State, county and city governments are all facing jaw-dropping, stomach-wrenching, what-in-the-hell-are-we-going-to-do budget deficits. We have 12 percent unemployment. There is no solution in sight.
“Business as usual” practices will not fix this. To solve these problems, with our limited resources, we have to do some things differently. We have to realize how interconnected we are to each other. When a business lays off employees, the lost wages cycle through the economy affecting other businesses, schools and the government. When one government entity cuts costs, it often increases another public agency’s budget. Our budget problems will not be solved unless all of governmental bodies cooperate to find more creative solutions.
For example, you’ve probably heard about the high-calorie, nutritionally poor breakfasts and lunches served at our local schools, state cafeterias and prisons. These cost less than healthy meals. However, they contribute to bad health among our children, state workers and the prison population. If we look at the big picture, we might find that by using locally produced food, we would pay a little more out of one budget, while saving money in another budget, due to increased jobs and lowered health costs. If our elected officials were working together, better choices might be made.
The city of Sacramento currently hauls its trash via gas-guzzling, smog-producing trucks up to Reno, paying fees to a private company in Nevada. If instead the city paid a little more to dump our trash within the county, it could meet the state’s more stringent environmental regulations and save transportation costs, and the dumping fees would go to Sacramento County, which really needs the dough. There are other areas where the county and city can work together, such as law enforcement, assisting the homeless and economic development.

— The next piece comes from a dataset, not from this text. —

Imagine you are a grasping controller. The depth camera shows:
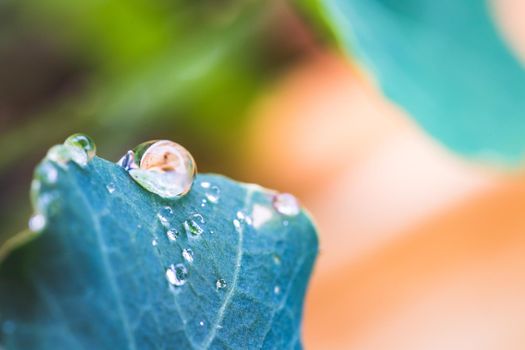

When each governmental entity sees itself as operating independently from the others, these types of creative options will never be considered. If elected officials look only at the cafeteria budget, then the smart decision appears to be the lower-cost meal. But if they are looking at regional health costs, potential income from payroll taxes and the cafeteria budget, then they might just arrive at a truly smart conclusion.
How can we encourage this? We have to require that governments at all levels—state, county and city—work together, looking at the big picture rather than the individual components. We need to give our officials more flexibility to make better decisions. As the Rolling Stones once said, “You can’t always get what you want. But if you try sometimes, well, you just might find you get what you need.”